Roberta Schmieder, Jens Hoffmann, Michael Becker, Ajay Bhargava, Tina Müller, Nicole Kahmann, Peter Ellinghaus, Robert Adams, André Rosenthal, Karl-Heinz Thierauch, Arne Scholz, Scott M Wilhelm, Dieter Zopf, Roberta Schmieder, Jens Hoffmann, Michael Becker, Ajay Bhargava, Tina Müller, Nicole Kahmann, Peter Ellinghaus, Robert Adams, André Rosenthal, Karl-Heinz Thierauch, Arne Scholz, Scott M Wilhelm, Dieter Zopf

Abstract

Regorafenib, a novel multikinase inhibitor, has recently demonstrated overall survival benefits in metastatic colorectal cancer (CRC) patients. Our study aimed to gain further insight into the molecular mechanisms of regorafenib and to assess its potential in combination therapy. Regorafenib was tested alone and in combination with irinotecan in patient-derived (PD) CRC models and a murine CRC liver metastasis model. Mechanism of action was investigated using in vitro functional assays, immunohistochemistry and correlation with CRC-related oncogenes. Regorafenib demonstrated significant inhibition of growth-factor-mediated vascular endothelial growth factor receptor (VEGFR) 2 and VEGFR3 autophosphorylation, and intracellular VEGFR3 signaling in human umbilical vascular endothelial cells (HuVECs) and lymphatic endothelial cells (LECs), and also blocked migration of LECs. Furthermore, regorafenib inhibited proliferation in 19 of 25 human CRC cell lines and markedly slowed tumor growth in five of seven PD xenograft models.
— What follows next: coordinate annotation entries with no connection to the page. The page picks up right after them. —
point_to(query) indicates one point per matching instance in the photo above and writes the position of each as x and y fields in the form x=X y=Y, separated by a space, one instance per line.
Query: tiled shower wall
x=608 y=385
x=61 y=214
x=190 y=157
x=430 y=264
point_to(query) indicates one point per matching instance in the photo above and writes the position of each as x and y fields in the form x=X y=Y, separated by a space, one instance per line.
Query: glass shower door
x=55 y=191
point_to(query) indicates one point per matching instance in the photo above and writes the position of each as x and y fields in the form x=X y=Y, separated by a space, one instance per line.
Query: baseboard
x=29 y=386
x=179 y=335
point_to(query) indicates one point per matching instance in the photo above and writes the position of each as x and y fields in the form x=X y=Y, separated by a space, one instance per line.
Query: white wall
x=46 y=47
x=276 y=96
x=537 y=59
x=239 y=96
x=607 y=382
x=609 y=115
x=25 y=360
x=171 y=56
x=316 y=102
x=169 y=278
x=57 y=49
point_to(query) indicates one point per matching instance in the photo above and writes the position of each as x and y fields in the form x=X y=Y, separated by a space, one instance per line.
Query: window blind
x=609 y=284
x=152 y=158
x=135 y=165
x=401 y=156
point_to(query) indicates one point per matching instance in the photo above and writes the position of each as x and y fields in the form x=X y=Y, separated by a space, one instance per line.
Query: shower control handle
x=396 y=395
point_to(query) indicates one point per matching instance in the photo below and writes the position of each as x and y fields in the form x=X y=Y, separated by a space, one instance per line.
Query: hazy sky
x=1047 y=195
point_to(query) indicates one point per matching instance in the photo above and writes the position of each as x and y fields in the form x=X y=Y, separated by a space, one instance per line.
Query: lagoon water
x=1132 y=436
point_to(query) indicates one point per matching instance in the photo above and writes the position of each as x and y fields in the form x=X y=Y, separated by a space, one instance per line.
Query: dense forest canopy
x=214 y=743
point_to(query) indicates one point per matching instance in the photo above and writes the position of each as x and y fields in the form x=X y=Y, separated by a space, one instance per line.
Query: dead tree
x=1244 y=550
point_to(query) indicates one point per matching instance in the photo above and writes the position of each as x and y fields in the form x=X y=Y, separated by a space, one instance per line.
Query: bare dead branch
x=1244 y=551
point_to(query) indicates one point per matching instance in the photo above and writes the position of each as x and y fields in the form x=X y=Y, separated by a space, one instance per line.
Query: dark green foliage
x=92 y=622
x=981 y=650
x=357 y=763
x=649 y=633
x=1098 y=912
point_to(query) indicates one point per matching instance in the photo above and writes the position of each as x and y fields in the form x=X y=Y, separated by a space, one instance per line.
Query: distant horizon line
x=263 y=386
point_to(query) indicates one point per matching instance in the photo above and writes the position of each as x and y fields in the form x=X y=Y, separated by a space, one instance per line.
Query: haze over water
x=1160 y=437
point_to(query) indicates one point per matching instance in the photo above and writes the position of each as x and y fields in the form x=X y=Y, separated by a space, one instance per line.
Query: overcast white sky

Combination of regorafenib with irinotecan significantly delayed tumor growth after extended treatment in four xenograft models. Reduced CD31 staining indicates that the antiangiogenic effects of regorafenib contribute to its antitumor activity. Finally, regorafenib significantly delayed disease progression in a murine CRC liver metastasis model by inhibiting the growth of established liver metastases and preventing the formation of new metastases in other organs. In addition, our results suggest that regorafenib displays antimetastatic activity, which may contribute to its efficacy in patients with metastatic CRC. Combination of regorafenib and irinotecan demonstrated an increased antitumor effect and could provide a future treatment option for CRC patients.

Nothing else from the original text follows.